Objectives: To evaluate the effects of rituximab treatment on innate immune cell activation in primary progressive multiple sclerosis (PPMS).

Methods: A 48-year-old woman with PPMS was started on rituximab shortly after diagnosis. [¹¹C]PK11195 PET imaging was employed to assess innate immune cell activation with special interest in the white matter around chronic lesions. PET, MRI, and disability measurements were performed at baseline and after 18 months of rituximab treatment. Specific binding of [¹¹C]PK11195 was quantified using mean distribution volume ratios (DVRs), and at voxel-level based on proportions of active voxels.

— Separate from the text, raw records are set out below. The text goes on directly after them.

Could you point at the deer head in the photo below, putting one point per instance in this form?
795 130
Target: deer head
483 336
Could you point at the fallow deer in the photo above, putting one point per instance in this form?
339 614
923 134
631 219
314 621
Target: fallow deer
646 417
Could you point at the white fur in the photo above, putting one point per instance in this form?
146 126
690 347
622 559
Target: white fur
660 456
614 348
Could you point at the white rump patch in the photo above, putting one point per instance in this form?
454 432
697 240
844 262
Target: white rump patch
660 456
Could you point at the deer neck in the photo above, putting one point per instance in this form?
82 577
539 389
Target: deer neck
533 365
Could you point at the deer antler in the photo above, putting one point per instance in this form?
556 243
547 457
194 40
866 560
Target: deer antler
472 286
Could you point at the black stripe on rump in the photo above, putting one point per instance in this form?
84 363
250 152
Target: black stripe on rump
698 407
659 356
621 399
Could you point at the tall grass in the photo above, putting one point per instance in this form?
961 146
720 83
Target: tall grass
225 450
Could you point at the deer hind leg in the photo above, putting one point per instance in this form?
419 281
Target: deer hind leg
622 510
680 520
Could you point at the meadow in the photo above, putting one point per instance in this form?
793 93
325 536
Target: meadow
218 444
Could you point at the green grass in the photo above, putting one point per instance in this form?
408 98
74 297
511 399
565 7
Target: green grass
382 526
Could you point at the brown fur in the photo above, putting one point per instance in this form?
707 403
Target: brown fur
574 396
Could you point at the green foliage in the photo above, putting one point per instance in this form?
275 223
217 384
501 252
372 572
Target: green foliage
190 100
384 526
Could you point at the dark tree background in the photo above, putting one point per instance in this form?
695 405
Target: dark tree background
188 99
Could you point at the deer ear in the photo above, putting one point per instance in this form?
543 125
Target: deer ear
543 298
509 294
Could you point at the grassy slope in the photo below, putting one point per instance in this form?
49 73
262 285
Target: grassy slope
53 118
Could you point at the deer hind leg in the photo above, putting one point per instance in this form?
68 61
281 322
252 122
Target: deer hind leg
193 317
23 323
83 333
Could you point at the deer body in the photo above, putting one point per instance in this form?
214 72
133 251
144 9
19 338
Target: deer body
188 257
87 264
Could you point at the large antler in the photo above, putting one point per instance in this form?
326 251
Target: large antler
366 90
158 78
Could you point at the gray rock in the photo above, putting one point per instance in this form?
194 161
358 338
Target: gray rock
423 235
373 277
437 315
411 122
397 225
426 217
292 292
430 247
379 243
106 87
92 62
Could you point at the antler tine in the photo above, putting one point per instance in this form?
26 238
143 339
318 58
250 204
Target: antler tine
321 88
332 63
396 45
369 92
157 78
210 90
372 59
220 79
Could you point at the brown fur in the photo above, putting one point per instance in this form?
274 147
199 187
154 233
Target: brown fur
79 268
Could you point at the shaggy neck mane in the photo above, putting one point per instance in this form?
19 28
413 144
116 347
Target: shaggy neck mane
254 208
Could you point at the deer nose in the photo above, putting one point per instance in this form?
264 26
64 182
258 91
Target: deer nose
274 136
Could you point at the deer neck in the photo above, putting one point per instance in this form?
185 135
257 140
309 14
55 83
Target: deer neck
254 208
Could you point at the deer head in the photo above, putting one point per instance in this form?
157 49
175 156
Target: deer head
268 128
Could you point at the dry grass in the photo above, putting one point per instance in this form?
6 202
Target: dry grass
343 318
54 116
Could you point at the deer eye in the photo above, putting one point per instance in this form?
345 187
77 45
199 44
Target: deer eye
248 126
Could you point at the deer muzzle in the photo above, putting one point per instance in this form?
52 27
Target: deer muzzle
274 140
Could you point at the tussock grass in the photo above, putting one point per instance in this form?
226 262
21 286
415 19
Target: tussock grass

Results: The PPMS patient had higher PK11195 DVRs and higher proportions of active voxels in the thalamus and the normal appearing white matter compared to the healthy control group. The thalamic and perilesional white matter DVRs and the proportions of active voxels decreased after rituximab treatment. The patient remained clinically stable during the 5-years follow-up.

Conclusions: This case suggests that while a degree of smoldering activity persists, high efficacy B-cell-targeting therapy may contribute to reduced innate immune cell activation in PPMS brain areas relevant for disease progression. This case supports the therapeutic concept that controlling smoldering brain inflammation is beneficial for slowing down progression independent of relapses.